Sunday, October 25, 2015

A Writer's Heaven


Rockford isn’t known for much that’s good. It’s called “Screw City” for a reason.

 

The Stockholm Inn is very good, and Maria’s Restaurant used to be good. The Ratskeller used to be good, too, and so was the Sweden House. The Stockholm Inn is still in business. The others aren’t.

 

Rockford is known for having an exceptionally high crime rate. It’s also known for having an exceptionally low literacy rate. Anyone see a connection?

 

Rockford used to be known as the “Second City”, second only to Chicago in size, culture, and amenities. Now Rockford has diminished to the fifth or sixth largest city in Illinois. Intelligent people abandoned the town in droves, and more leave every day. Rockford is going downhill rapidly, and no one knows how to apply the brakes.

.

 

Rockford used to support a viable community of writers, poets, artists, and musicians. Most have gone elsewhere, although Rick Nielsen of Cheap Trick and poet Christine Swanberg still remain in town and only God knows why. New American Theater closed. The only live theater in town is at the local community college during summer months and at the restored Coronado Performing Arts Center when roadshows come to town. The big box Metro Center—excuse me, the renamed BMO Harris Bank Center—has become a venue for ice hockey and religious festivals and no longer includes a regular schedule of musical performance by big name artists.

 

The annual 3-day and 3 raucous night Labor Day “On the Waterfront” music extravaganza fizzled out and exists only in memory.

 

Rockford used to have one of the finest public libraries in the state. Instead of investing in maintaining the library and increasing its collections, the city chose to build golf courses and sports complexes. Soon the main public library building will be torn down while a new indoor mega-sports center appears on the opposite bank of the Rock River.

 

 

Rockford has no new bookstores other than a few Christian booksellers and one pint-sized children’s bookstore. Borders closed and Barnes and Noble moved out of town to nearby Cherry Valley. Toad Hall, one of the best record and book memorabilia shops in the country, is still on Broadway, but it has deteriorated into a ghost of what it once was. Tomorrow is Yesterday has become more of a gaming haven than a comic book emporium and changed its name to Top Cut Comics and then to Top Cut Central. There is a Half-Price Books discount outlet that opened a few years ago. But they carry only remainders and inventory acquired from bankrupted bookstores.

 

 

I left Rockford and I came back. I left the first time when I went away to the University, but I came back to attend Rockford College when John Bennett and Mary Dearing Lewis and Donald Walhout were teaching there. I left the second time to enter the army and complete my formal education. But, eventually, I came back.

 

Declining home values makes Rockford affordable for low-lifes like me. Rockford’s escalating crime rate provides daily inspiration for crime writers like me. Paranoia and superstition and religious fanaticism fuel the fires of horror fiction. Rockford, Illinois, is a wonderful place to observe entropy in action.

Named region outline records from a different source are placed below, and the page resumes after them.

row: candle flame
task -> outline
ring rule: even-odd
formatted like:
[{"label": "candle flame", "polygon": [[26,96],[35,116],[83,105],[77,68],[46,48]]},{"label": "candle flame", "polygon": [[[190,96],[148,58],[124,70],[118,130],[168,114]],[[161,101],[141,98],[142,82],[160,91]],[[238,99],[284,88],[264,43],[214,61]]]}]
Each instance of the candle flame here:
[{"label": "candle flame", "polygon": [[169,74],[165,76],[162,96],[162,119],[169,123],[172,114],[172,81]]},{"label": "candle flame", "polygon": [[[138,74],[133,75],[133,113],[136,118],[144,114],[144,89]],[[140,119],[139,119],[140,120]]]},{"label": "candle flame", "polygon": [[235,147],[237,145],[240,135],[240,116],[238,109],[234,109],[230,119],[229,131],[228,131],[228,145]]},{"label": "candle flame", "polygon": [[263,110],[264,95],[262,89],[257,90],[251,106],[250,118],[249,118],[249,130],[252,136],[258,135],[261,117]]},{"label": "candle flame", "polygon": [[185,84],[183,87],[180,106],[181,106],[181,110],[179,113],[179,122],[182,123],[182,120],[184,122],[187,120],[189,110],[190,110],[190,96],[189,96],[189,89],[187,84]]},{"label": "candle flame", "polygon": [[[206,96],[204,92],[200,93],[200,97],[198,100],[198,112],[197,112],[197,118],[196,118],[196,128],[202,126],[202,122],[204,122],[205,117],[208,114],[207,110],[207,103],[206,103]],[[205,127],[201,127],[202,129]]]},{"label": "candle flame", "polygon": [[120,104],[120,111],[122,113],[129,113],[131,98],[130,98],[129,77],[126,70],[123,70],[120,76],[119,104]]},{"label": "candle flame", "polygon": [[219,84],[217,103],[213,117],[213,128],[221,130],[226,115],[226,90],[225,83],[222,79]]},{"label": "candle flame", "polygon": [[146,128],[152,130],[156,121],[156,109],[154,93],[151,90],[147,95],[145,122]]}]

In short, Rockford is the perfect place to write.

 

Although I miss brick-and-mortal bookstores, Amazon.com and barnesandnoble.com make it easy to buy new and used books from the same computer I use to craft my own fiction. Facebook and Skype allow me to stay in touch with other writers throughout the world without leaving my computer. I can easily access library databases and do research on the internet from the comfort of my own home.

 

Because “A prophet is not without honor except in his hometown and among his own relatives and in his own household,” I do leave Rockford to make personal appearances and do book signings all over the world. My novels and stories sell well in England and in Europe and Japan and China. I can hop a commuter bus or airline in Rockford and make connections to anyplace I want to travel. Or I can drive to Chicago’s O’Hare and be there in less than two hours.

 

But I return to Rockford to write. No one here knows or cares that I’m a writer. There are too few venues here to bother about doing local autographings, and the local newspaper and radio and television stations prefer to report on true crime and not the imaginings of home-town boys and girls.

 

Crime runs rampant in Rockford. Gunshots are a daily occurrence. No one here pays any attention to the voice of one person crying in the wilderness.

 

Rockford is known as one of the ten worst places to live in the nation. For a crime writer, it’s one of the best.